Height was born in Richmond, Va., but her family moved when she was 4 to a neighborhood in Rankin, Pa., where whites and blacks lived together. A large portion of the population also included white European immigrants.

Height had a unique experience because her public schools in Pennsylvania were not segregated, allowing her the opportunity to interact with individuals from many different backgrounds.

“She finds the common denominators that can link people of diverse backgrounds and agendas together,” said Joel Brokaw, Height’s agent who has also worked for Bill and Camille Cosby for 23 years. “She has also taught me how you can be tough and gentle at the same time — qualities of a true spiritual warrior. She is passionate and is always excited about learning something new every day.”

Entering high school at the beginning of the Great Depression, Height had to use her debating skills and ingenuity to attend New York University.

“I entered an oratorical contest on the Constitution of the United States and won my college education on [a speech on] the 13th, 14th and 15th amendments,” Height said.

To this day, Height maintains an interest in the Constitution.

“My interest in civil rights got started during my youth,” she said. “I worked against the poll tax and chain gangs. I have continued to study the Constitution.”

Kate Darnton, senior editor of Public Affairs, the company which published Height’s book, said the story of Height’s high school debate was inspirational. Darnton edited the book after Merrill McLoughlin, the writer who worked on portions of the book with Height, had finished.

“She’s an amazing person,” Darnton said of Height. “She has a such a commanding presence. She’s like a queen. It was an honor to do her book.”

Pulling the Book Together

Height’s long, full life did pose some difficulties for the editing team working on her book.

“She had been working on the book for years,” Darnton said. “It hadn’t happened. We met with her and reinvigorated the process. Clearly, she had an important story to tell.”

The problem, in some cases, was narrowing Height’s story down to a reasonable length for a book.

“Our biggest challenge was removing extraneous detail,” Darnton said. “The most difficult part of the book was getting Dr. Height to focus on the key moments of her life.”

Brokaw helped Height to get to the point of publishing her book.

“I realized when I first started working with Dr. Height that her important contributions to her country were largely unknown to the vast majority,” Brokaw said. “I though a book would be the most powerful vehicle to help fill in these blank pages in our history books.”

Peter Osnos, the publisher of Public Affairs, also noted Height’s contributions to the Civil Rights movement.

“I think the most important thing is that Dr.
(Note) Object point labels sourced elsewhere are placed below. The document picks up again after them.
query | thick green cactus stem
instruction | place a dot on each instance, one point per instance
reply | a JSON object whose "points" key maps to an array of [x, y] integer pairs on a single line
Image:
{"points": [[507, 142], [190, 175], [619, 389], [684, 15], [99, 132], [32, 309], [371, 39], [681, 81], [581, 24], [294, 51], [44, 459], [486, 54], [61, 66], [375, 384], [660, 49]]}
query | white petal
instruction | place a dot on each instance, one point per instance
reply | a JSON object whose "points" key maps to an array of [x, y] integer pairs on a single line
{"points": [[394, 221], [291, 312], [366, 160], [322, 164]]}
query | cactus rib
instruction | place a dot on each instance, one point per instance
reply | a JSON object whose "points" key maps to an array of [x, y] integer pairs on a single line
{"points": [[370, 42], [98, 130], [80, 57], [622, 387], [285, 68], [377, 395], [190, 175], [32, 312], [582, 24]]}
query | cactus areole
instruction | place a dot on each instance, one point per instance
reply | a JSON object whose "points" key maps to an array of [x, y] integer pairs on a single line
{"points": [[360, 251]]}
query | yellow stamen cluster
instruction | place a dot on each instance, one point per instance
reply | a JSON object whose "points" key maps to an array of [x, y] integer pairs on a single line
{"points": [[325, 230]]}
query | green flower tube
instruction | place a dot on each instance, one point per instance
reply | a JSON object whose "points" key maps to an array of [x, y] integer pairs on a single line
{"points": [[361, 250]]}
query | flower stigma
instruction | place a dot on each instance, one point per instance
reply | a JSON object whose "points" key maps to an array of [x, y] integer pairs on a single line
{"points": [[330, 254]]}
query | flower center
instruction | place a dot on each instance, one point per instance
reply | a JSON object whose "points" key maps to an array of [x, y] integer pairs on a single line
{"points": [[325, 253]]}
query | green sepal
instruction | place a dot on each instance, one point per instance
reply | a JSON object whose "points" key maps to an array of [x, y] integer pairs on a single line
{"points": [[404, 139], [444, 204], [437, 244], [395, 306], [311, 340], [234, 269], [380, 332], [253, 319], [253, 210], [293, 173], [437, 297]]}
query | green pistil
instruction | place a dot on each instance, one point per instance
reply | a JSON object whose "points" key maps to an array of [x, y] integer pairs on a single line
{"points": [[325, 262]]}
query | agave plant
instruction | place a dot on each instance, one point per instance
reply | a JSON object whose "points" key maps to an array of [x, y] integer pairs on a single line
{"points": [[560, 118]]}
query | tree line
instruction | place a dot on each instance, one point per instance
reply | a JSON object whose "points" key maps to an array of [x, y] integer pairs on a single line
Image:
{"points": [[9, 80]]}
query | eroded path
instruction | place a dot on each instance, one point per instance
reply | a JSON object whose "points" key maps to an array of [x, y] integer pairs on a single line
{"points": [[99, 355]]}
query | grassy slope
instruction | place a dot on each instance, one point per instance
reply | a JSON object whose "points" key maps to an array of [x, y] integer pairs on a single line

Height lived the full arc of the civil rights movement,” Osnos said. “She was the only woman at the leadership level in the ’40s. When it came to organization Height had the longest, most enduring role.”

For example, Height describes the passage relating to 1964 and 1954, two of the biggest years of her life. In 1964, the Civil Rights Act passed both houses of Congress and was signed into law. In 1954, in Brown v. the Board of Education, the Supreme Court ruled that separate educational facilities for blacks and whites were illegal.

In response, Height and Polly Cowan created “Wednesdays in Mississippi,” a weekly mixing of white and black women from the North and South. Through “Wednesdays in Mississippi,” Height and others hoped to increase their understanding of the world around them and ease integration.

As part of “Wednesdays in Mississippi” Height took interracial teams into Mississippi schools. Height said they chose Mississippi because there was a great deal of resistance to integration in the state.

“We went every Wednesday over the summer,” she said. “It was important because that summer the Civil Rights Act of 1964 came into effect.”

In light of her accomplishments, Height offered some advice to today’s youth.

“I think that people need to learn to rise above the personal to the social,” Height said. “They need to make sure privileges are evenly distributed to all.”